Airbyte has previous of advertising their offering as open source while not really being as per the OSD[2]. This has been raised with them previously but without response [3][4]. They've also been extending their use of ELv2, recently moving many of their existing MIT licensed connectors to be ELv2 [5].
I don't personally take issue with the choice of license here, I respect the right to protect your work and choose a license that works for you, I'm just against the misuse of open source wording.
[1] https://github.com/airbytehq/airbyte/blob/master/LICENSE [2] https://opensource.org/osd/ [3] https://github.com/airbytehq/airbyte/issues/9246 [4] https://github.com/airbytehq/airbyte/issues/17118 [5] https://airbyte.com/blog/update-on-airbytes-license
The USPTO denied a trademark and service mark for "open-source" to the OSI when they applied: "So “open-source” is not and cannot become a trademark"
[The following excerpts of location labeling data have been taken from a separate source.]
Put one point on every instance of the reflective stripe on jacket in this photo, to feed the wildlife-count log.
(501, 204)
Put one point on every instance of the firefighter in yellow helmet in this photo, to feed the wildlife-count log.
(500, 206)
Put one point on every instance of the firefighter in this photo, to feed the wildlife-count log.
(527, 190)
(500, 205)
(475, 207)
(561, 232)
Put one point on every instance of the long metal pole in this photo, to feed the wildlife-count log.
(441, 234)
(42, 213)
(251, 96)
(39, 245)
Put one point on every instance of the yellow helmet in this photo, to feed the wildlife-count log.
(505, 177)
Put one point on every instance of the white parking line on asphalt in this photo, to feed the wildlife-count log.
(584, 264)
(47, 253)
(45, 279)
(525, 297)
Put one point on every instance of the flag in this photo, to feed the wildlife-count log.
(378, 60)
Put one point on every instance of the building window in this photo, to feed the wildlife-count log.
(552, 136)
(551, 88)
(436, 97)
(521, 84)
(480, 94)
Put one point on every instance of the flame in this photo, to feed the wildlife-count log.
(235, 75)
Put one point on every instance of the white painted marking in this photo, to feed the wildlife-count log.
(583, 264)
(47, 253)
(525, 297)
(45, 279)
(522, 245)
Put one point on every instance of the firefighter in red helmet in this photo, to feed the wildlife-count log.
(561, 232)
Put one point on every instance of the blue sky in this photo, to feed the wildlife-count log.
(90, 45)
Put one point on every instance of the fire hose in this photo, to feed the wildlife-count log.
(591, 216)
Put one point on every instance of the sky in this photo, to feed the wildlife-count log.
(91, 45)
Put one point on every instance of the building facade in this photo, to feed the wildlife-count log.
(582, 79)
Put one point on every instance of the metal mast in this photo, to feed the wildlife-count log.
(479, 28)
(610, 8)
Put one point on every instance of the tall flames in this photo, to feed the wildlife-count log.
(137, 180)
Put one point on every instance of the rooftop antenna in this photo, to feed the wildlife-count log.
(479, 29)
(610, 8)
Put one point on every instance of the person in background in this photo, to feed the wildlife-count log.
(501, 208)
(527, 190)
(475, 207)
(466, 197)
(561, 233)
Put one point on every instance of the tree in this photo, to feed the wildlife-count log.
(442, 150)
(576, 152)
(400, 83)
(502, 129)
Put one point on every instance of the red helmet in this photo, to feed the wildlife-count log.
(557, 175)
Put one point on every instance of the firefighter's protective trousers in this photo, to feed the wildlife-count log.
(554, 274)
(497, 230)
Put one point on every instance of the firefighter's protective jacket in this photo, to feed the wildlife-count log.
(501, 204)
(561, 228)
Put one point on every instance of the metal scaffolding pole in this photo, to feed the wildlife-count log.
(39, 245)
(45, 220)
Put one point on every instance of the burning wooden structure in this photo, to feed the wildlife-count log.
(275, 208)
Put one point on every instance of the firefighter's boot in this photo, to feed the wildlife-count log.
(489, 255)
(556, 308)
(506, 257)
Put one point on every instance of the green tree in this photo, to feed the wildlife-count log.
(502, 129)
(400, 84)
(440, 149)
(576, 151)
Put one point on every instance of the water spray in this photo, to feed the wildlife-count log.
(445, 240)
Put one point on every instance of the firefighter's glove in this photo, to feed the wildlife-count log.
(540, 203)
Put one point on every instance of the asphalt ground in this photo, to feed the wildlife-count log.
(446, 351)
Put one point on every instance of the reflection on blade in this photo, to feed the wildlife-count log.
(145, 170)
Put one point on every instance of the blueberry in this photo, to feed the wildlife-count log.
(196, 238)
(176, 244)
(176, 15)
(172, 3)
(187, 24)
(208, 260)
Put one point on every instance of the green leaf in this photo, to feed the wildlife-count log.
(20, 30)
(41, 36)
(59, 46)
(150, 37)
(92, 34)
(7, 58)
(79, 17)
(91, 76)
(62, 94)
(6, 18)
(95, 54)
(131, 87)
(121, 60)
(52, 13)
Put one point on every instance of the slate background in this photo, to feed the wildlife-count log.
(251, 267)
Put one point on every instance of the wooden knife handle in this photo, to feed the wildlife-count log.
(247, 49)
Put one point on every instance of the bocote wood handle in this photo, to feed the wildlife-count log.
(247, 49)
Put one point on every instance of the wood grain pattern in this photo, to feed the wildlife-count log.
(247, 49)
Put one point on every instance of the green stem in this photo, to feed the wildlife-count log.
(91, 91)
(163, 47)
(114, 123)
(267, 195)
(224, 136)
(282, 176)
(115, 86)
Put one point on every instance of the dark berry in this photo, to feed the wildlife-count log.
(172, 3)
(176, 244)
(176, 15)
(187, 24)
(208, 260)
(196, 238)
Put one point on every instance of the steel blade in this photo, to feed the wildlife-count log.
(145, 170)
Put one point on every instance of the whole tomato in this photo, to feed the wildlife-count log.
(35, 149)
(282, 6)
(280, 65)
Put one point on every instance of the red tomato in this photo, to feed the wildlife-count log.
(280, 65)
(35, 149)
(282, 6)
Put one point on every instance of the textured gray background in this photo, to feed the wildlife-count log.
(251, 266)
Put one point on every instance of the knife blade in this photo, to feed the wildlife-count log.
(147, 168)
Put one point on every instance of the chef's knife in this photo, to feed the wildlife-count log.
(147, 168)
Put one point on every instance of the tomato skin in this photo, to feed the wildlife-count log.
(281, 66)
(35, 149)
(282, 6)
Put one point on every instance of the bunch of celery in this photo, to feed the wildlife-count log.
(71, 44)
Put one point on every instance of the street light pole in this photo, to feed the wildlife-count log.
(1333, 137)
> https://opensource.org/pressreleases/certified-open-source.p...
Why should a 10-point list of "Debian's Free Software Guidelines" for the union of public domain software + FSF style Free Software define the opposite of "closed-source"?
https://en.wikipedia.org/wiki/Debian_Free_Software_Guideline...
Why should a "Marketing Campaign for for Free Software" dictate what is the opposite of "closed-source" software?
https://web.archive.org/web/19991013094510/http://opensource...
Why doesn't the OSI focus on it's own trademark: "OSI Approved License(tm)", a trademark that it actually owns; rather than forever trying to harass, bully and shame independent that share all of their code but otherwise eschew "free software" and "public domain software"?
I agree with your stance, especially off the back of CodeCov/Sentry in the last few days marketing a non-OSD license as Open Source
I don't know what it is, some people bring up the crazy valuation, but it just strikes me that a for such a targeted use case their execution game was great initially, but by now when discussing integration tools they are receiving quite some critique with regards to speed, stability and configurability.
It sure seems to me their OSS offering has not received much love while their cloud product is not close to peer functionality (missing custom connectors being a huuuuge one as of two months ago). All the connectors in the world ain't worth much if the core platform to run them on isn't stable, slow or doesn't support all of a company's data sources, inevitably containing long tail ones not covered by the core team?
Am I being overly negative here?
I'd love to hear what others think.
One more feature that I think is really interesting is the Connector Builder, which is a no code solution that works for many different API use cases. We at Airbyte hope that this makes it easier for folks to build out the custom connectors they might need.